Жанр поэтического триллера был настолько созвучен в это время поэту, что спустя некоторое время он пишет ещё одну страшилку – стихотворение «Камень», тоже вошедшее впоследствии в сборник «Жемчуга» как «чёрный жемчуг» и аналогично помеченное в вышеупомянутом экземпляре А. Кирпичникова «из Жорж Санд». Но скрипка, в отличие от камня, сама человека не убивает – и потому не страшна. Наоборот, внешне она пленительна, очаровательна, и даже имеет, совсем как женщина, приятные глазу округлости. Поэтому в «Волшебной скрипке» срабатывает эффект контрастности: скрипка и «бешеные волки» настолько из разных систем координат, что сразу задумываешься о тайнописи стихотворения. Замечу в скобках: не исключено, что Гумилёву, имевшему большие проблемы с музыкальным слухом, было мучительно слушать любую музыку. И это – ещё один ключ к пониманию «Волшебной скрипки». Позволю себе высказать ещё одну версию подтекста этого стихотворения. В стихотворении «Волшебная скрипка» Гумилёв попытался словно бы «вербализовать» музыку, высказать её словами. Поскольку, имея абсолютный поэтический слух, словами он «шаманил» как настоящий композитор! Стихотворение звучит как соната или симфония, только ноты заменены в нём словами.
Последняя строфа – «мальчик, дальше!» – читается как постскриптум к уже законченному стихотворению.

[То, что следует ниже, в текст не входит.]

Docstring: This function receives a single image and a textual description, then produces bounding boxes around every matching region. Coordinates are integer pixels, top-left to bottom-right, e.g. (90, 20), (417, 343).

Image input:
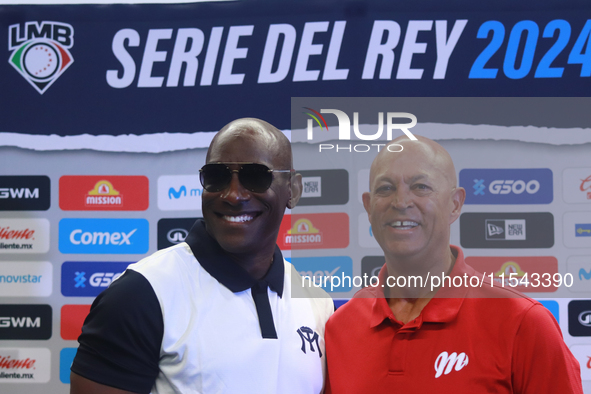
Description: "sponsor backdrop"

(0, 1), (591, 394)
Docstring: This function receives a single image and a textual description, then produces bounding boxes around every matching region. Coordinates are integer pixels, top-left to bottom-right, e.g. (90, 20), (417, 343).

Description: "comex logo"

(297, 326), (322, 357)
(304, 107), (417, 152)
(579, 311), (591, 327)
(435, 352), (468, 378)
(8, 22), (74, 94)
(487, 223), (505, 236)
(166, 228), (189, 245)
(472, 179), (540, 196)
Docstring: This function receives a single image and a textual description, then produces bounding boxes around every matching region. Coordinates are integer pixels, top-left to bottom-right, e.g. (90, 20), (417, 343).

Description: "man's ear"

(449, 187), (466, 224)
(287, 173), (304, 209)
(361, 192), (371, 216)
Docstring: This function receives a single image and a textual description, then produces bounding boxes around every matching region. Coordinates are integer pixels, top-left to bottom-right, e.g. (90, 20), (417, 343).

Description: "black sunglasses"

(199, 163), (294, 193)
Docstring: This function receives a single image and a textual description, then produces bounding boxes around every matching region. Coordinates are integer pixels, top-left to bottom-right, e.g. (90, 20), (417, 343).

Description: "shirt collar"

(185, 219), (285, 297)
(370, 245), (475, 328)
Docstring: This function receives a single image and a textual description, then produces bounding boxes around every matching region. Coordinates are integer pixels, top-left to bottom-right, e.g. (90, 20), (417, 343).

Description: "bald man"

(70, 118), (333, 394)
(326, 137), (583, 394)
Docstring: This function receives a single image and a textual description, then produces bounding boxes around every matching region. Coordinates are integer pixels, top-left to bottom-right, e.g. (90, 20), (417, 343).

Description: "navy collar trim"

(185, 219), (285, 297)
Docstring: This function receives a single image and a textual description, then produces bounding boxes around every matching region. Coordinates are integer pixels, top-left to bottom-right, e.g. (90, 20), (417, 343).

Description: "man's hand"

(70, 372), (145, 394)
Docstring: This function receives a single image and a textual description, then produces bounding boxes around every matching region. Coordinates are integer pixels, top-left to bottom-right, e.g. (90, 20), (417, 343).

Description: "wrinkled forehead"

(370, 140), (456, 188)
(206, 127), (291, 168)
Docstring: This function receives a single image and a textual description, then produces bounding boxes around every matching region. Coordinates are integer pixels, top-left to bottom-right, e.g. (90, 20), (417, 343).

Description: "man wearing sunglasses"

(70, 118), (333, 394)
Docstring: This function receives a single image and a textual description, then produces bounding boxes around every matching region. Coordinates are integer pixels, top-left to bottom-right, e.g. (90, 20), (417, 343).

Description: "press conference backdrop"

(0, 2), (591, 394)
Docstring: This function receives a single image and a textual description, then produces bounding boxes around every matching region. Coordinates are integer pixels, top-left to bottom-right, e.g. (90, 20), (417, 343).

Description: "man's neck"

(229, 248), (275, 280)
(384, 247), (456, 324)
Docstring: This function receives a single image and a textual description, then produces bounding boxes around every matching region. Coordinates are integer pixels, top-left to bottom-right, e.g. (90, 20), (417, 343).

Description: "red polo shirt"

(325, 246), (583, 394)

Мальчик, дальше! Здесь не встретишь ни веселья, ни сокровищ! Но я вижу – ты смеёшься, эти взоры – два луча. На, владей волшебной скрипкой, посмотри в глаза чудовищ И погибни славной смертью, страшной смертью скрипача!
То, что не может нас сломать, делает нас сильнее! Стихи оказались пророческими. В 1921 году Николай Гумилёв погиб славной и страшной смертью божественного скрипача русской поэзии.